Baikonur. Der Weltraumflug zur ISS startet wie geplant. Dann gibt es Probleme. Die Rakete löst sich in Einzelteile auf und die Insassen stürzen.

Eigentlich sollte es ein Routinestart werden. Für die Mitarbeiter am kasachischen Weltraumbahnhof Baikonur, für die Organisatoren und auch für die Raumfahrer Alexei Ow­tschinin und Nick Hague, die diese Situation so oft geprobt hatten. Doch schon nach wenigen Minuten war allen Beteiligten klar: Dieser Start ist nicht, wie er sein sollte.

Um 10.40 Uhr deutscher Zeit zündete die erste Stufe der russischen Sojus-Rakete, mit der die beiden Raumfahrer eigentlich zur Internationalen Raumstation ISS gelangen sollten. Doch weit kam die Rakete nicht. Nach vorläufigen Angaben von Experten traten schon beim Brennen der ersten Raketenstufe Probleme auf.

Die Nasa spricht von einer „Anomalie“. Deswegen zündete die zweite Stufe, die den nötigen Schub zum Austritt aus der Erd­atmospähre gibt, nicht. Stattdessen schaltete sich die Rakete ab – und lößte sich in ihre Einzelteile auf. Da war es etwa 10.45 Uhr.

Nick Hague (l.) und Alexei Owtschinin nach der Rettung.
Nick Hague (l.) und Alexei Owtschinin nach der Rettung. © REUTERS | HANDOUT

Die abgetrennte Kapsel „Sojus-MS10“ mit dem Russen Owtschinin und dem Amerikaner Hague an Bord ging in eine flachere Flugbahn über. Es folgten bange Minuten bis zur Notlandung etwa 400 Kilometer vom Startpunkt entfernt.
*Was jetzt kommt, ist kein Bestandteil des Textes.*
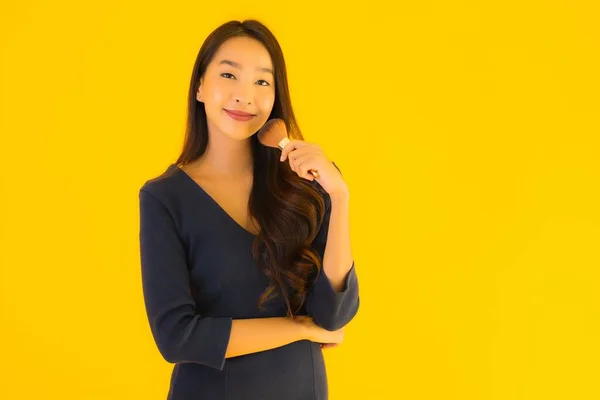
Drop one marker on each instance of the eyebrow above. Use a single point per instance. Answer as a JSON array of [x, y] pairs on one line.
[[237, 65]]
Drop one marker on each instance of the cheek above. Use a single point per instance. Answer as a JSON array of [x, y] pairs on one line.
[[266, 102]]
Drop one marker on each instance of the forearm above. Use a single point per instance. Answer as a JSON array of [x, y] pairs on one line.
[[337, 259], [259, 334]]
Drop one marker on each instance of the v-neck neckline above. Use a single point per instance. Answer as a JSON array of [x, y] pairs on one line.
[[212, 200]]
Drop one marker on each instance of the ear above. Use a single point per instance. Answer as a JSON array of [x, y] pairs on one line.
[[200, 92]]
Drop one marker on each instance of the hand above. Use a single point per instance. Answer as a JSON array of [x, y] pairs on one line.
[[316, 334], [304, 156]]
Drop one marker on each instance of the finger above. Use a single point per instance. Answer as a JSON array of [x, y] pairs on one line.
[[304, 164], [291, 146], [296, 154]]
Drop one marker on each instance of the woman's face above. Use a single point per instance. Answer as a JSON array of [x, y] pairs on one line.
[[238, 79]]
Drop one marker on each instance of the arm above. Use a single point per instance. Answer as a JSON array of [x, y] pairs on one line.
[[334, 299], [182, 335], [259, 334]]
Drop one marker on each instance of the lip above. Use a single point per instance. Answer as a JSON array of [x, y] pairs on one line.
[[239, 115]]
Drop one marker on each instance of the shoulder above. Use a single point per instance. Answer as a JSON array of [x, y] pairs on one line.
[[164, 186]]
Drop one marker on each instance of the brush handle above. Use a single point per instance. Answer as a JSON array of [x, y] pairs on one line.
[[284, 142]]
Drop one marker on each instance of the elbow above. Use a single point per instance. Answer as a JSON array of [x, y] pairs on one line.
[[337, 320]]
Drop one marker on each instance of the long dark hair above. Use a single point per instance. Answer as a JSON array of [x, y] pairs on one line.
[[289, 209]]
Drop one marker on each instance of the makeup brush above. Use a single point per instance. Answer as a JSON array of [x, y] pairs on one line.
[[274, 134]]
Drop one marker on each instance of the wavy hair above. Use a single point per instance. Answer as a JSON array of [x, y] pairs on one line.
[[289, 209]]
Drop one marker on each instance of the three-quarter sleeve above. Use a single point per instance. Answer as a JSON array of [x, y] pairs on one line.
[[181, 335], [329, 308]]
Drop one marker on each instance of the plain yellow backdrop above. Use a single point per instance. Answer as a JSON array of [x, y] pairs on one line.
[[467, 132]]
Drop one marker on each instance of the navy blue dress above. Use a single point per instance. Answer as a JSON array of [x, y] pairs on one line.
[[198, 275]]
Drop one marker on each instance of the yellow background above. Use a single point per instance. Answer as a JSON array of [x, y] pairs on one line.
[[467, 132]]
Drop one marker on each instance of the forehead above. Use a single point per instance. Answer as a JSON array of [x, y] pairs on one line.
[[244, 50]]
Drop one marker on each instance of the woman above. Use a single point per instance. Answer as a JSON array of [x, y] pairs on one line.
[[247, 269]]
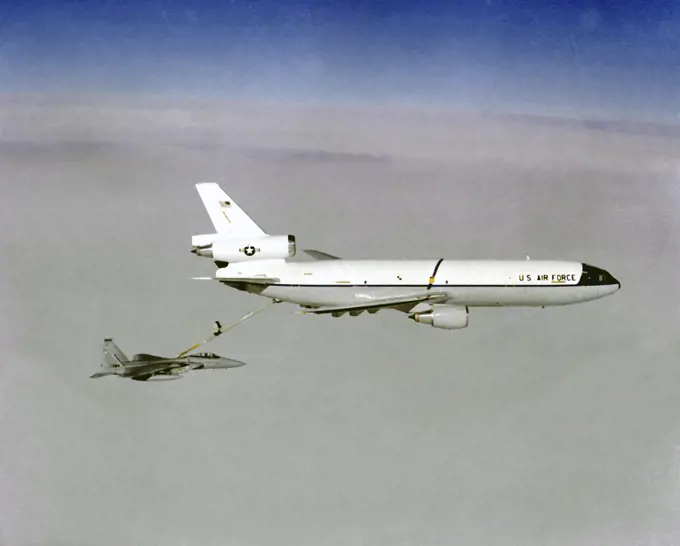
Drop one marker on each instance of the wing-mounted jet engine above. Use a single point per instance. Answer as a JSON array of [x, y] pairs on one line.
[[447, 317]]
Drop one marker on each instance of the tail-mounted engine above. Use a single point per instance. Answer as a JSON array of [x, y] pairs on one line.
[[222, 249]]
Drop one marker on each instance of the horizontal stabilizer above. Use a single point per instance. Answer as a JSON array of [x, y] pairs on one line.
[[378, 303], [250, 280], [319, 256]]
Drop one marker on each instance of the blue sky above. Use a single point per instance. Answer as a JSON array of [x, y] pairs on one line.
[[576, 57]]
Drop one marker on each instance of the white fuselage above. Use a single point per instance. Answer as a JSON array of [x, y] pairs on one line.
[[473, 283]]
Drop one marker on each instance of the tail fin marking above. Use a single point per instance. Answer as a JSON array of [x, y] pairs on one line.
[[227, 217]]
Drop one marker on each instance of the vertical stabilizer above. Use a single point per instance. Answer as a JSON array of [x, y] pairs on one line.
[[113, 356], [227, 217]]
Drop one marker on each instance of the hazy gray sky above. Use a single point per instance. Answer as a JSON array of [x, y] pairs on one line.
[[550, 427], [581, 57]]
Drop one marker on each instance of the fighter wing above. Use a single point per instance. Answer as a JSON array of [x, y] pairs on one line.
[[404, 302], [154, 368]]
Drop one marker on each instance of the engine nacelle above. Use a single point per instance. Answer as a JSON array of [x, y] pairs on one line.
[[269, 247], [449, 317]]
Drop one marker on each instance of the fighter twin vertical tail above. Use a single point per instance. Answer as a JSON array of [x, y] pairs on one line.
[[113, 359]]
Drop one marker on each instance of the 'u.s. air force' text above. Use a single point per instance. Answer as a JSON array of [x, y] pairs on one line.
[[554, 278]]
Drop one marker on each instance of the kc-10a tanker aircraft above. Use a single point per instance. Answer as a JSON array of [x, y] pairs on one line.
[[437, 292]]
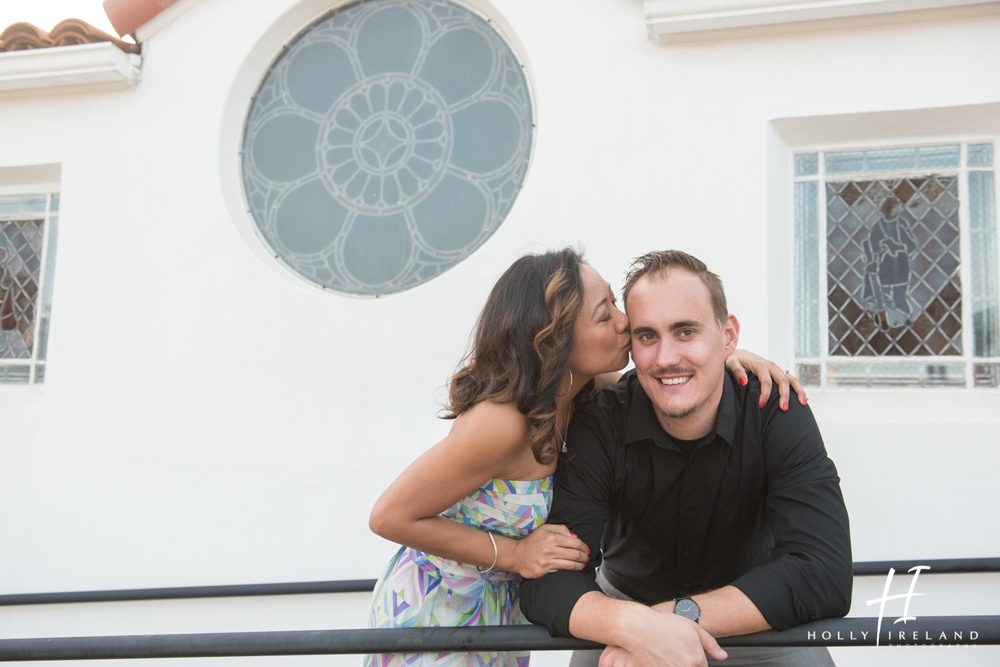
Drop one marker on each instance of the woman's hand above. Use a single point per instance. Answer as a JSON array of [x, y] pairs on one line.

Mit Hilfe eines Rettungsschirms landete die Kapsel sanft. „Die Besatzung ist gelandet. Alle leben“, gab schließlich Dmitri Rogosin, Leiter der russischen Raumfahrtbehörde Roskosmos, auf Twitter Entwarnung. Auch wenn alle Offiziellen betont ruhig auf den Fehlstart reagierten, ist doch klar: Es hätte ein schwarzer Tag für die Raumfahrt werden können.

Bleibt Alexander Gerst jetzt länger im All?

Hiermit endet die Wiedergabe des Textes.